Daniel Lemire's blog

, 4 min read

On the quality of academic software

Software is eating the world. Despite a poor year, Facebook has a market capitalization of $65 billion. This little company with barely 2000 developers is worth as much as a car marker.

Students should take notice. I would expect countless students to come to college demanding top-notch software training. I would expect graduate students to produce gorgeous software programs.

Yet software produced in universities and colleges is awful, and it is not getting better. I have an explanation:

  • Most professors spent little time programming. And because they don’t program, they do not enforce good practices such as code reviews and unit testing. Don’t believe me? Try to look up your favorite professor on GitHub. Does he proudly display the code he produced?- Because few professors program, it should not come as a surprise that there are few, if any, publication outlets for academic researchers who want to present their software products. In turn, it means that if you produce high quality software, few of your academic peers will even know about it.
  • Most academic software is written by students who lack the experience and the incentives to produce good software. You would think that after spending four years in college and attending countless classes where they have programming assignments, most computer science and engineering students would be decent programmers. That is not my experience. And part of the reason is that schooling is a process by which you emulate your teachers. I am sure that if you attend four years of schooling with Linus Torvalds, you would become a decent kernel programmer. However, Linus is not, nor is he ever likely to be, a college professor. College professors don’t spend much time programming and neither do their students.

So, academic software is awful because academic folks aren’t that great at programming. But there are also other factors involved:

  • Programming can be as easy as cooking eggs or building a bird house. That is, it is not very difficult to write a PHP script to display the content of a database inside a browser. But producing novel software requires the programmer to act as creator. While your programming classes might teach you how to cook an egg (metaphorically speaking), they fall short of teaching you how to design a new dish for a 4-star restaurant.

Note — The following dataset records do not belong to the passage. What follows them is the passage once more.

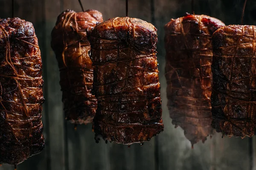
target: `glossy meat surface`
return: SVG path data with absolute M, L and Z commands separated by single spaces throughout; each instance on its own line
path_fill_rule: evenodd
M 140 19 L 116 17 L 96 26 L 89 39 L 98 102 L 96 140 L 131 144 L 161 132 L 155 28 Z
M 0 21 L 0 164 L 18 164 L 44 147 L 42 62 L 32 23 Z
M 255 133 L 256 40 L 254 26 L 227 26 L 212 36 L 212 126 L 226 135 Z
M 60 72 L 60 84 L 66 119 L 71 123 L 91 123 L 97 100 L 91 93 L 93 73 L 86 30 L 103 21 L 99 11 L 67 10 L 58 17 L 52 32 L 52 47 Z
M 165 26 L 168 107 L 172 123 L 192 144 L 212 134 L 211 37 L 224 26 L 206 15 L 187 14 Z

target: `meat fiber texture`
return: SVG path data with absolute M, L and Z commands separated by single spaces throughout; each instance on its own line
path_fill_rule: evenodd
M 212 126 L 224 135 L 255 133 L 256 27 L 229 26 L 212 36 Z
M 157 29 L 129 17 L 96 26 L 89 36 L 98 99 L 96 141 L 131 144 L 163 130 L 156 57 Z
M 212 35 L 224 24 L 206 15 L 187 14 L 165 26 L 168 107 L 175 127 L 193 144 L 212 134 L 210 96 Z
M 0 21 L 0 164 L 16 165 L 40 153 L 42 62 L 32 23 Z
M 58 17 L 52 32 L 52 47 L 60 72 L 60 84 L 66 119 L 75 124 L 91 123 L 97 108 L 92 94 L 93 73 L 86 30 L 103 21 L 98 11 L 67 10 Z

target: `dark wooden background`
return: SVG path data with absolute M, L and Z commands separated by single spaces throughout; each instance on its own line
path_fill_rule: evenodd
M 125 0 L 82 0 L 84 8 L 100 11 L 105 20 L 125 15 Z M 239 24 L 244 0 L 195 0 L 196 14 L 210 15 L 226 25 Z M 256 170 L 256 138 L 243 139 L 216 133 L 191 149 L 183 130 L 175 128 L 166 107 L 164 75 L 163 26 L 191 12 L 190 0 L 129 0 L 129 16 L 158 29 L 157 57 L 163 99 L 164 132 L 143 147 L 96 144 L 91 125 L 73 125 L 64 120 L 59 71 L 50 47 L 50 33 L 58 15 L 66 9 L 80 11 L 77 0 L 15 0 L 15 17 L 32 22 L 38 38 L 45 81 L 43 121 L 46 145 L 41 154 L 18 165 L 18 170 Z M 12 1 L 0 0 L 0 17 L 11 17 Z M 256 24 L 256 2 L 248 0 L 244 23 Z M 0 153 L 1 154 L 1 153 Z M 13 170 L 4 164 L 0 170 Z

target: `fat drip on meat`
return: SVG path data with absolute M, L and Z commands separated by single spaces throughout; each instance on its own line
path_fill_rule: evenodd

And the bar for novelty is lower than you might expect. Given an algorithm taken out from a research paper, dozens of implementations are possible, most of them inefficient. It takes a lot of work and experience to come up with the right design even if the full pseudo-code is provided to you. And making sure you implemented it properly can be much harder than one expects. There is very little appreciation for this fact among theoreticians who often believe that the hard part is designing an algorithm with nice theoretical properties. They fail to recognize that there might be orders of magnitude differences in speed between two algorithms having the same computational complexity.

In effect, suppose you were provided a summary of Stephen King’s next novel. Could you beat King to it and produce as good a novel? Doubtful. Software is similar. Execution is everything. A clever plot is worthless.

  • Most academic researchers write software for themselves. As Cook put it: “People who have only written software for their own use have no idea how much work goes into writing software for others.” Cooking your own food is a lot easier than being a chef in a restaurant. The difference between the two is at least an order of magnitude, if not two.

There is very little appreciation for this fact in academia. The default is to write throw-away code: you write the code, you use it and you forget about it. Issues like maintenance and documentation are discussed at length in some classes, but it is rarely put in practice within academia.

So, what about the future? I remain pessimistic regarding academic software. There will always be exceptions, but as a rule, I expect mediocrity to remain. Hence, when I review a research paper or a thesis, I expect the software supporting it to be awful. And I expect whoever hires new programmers to think the same. And there is a practical consequence to my pessimism: perhaps if you hope to get a job as a Facebook engineer, you ought to spend more time on GitHub and less time in the classroom. If you are lucky, you might convince your school to grant you a few credits for your open source work.

Further reading: In a recent blog post, Google’s Matt Welsh states that he wasted millions of dollars as a Harvard professor. How? By producing software prototypes that were later thrown away. Maybe his code could have stood the test of time if only the university had better supported its commercialization. I have my doubts.

You might also want to read In the long run… by Suresh Venkat for a description of the distance between software practice and theoretical computer science.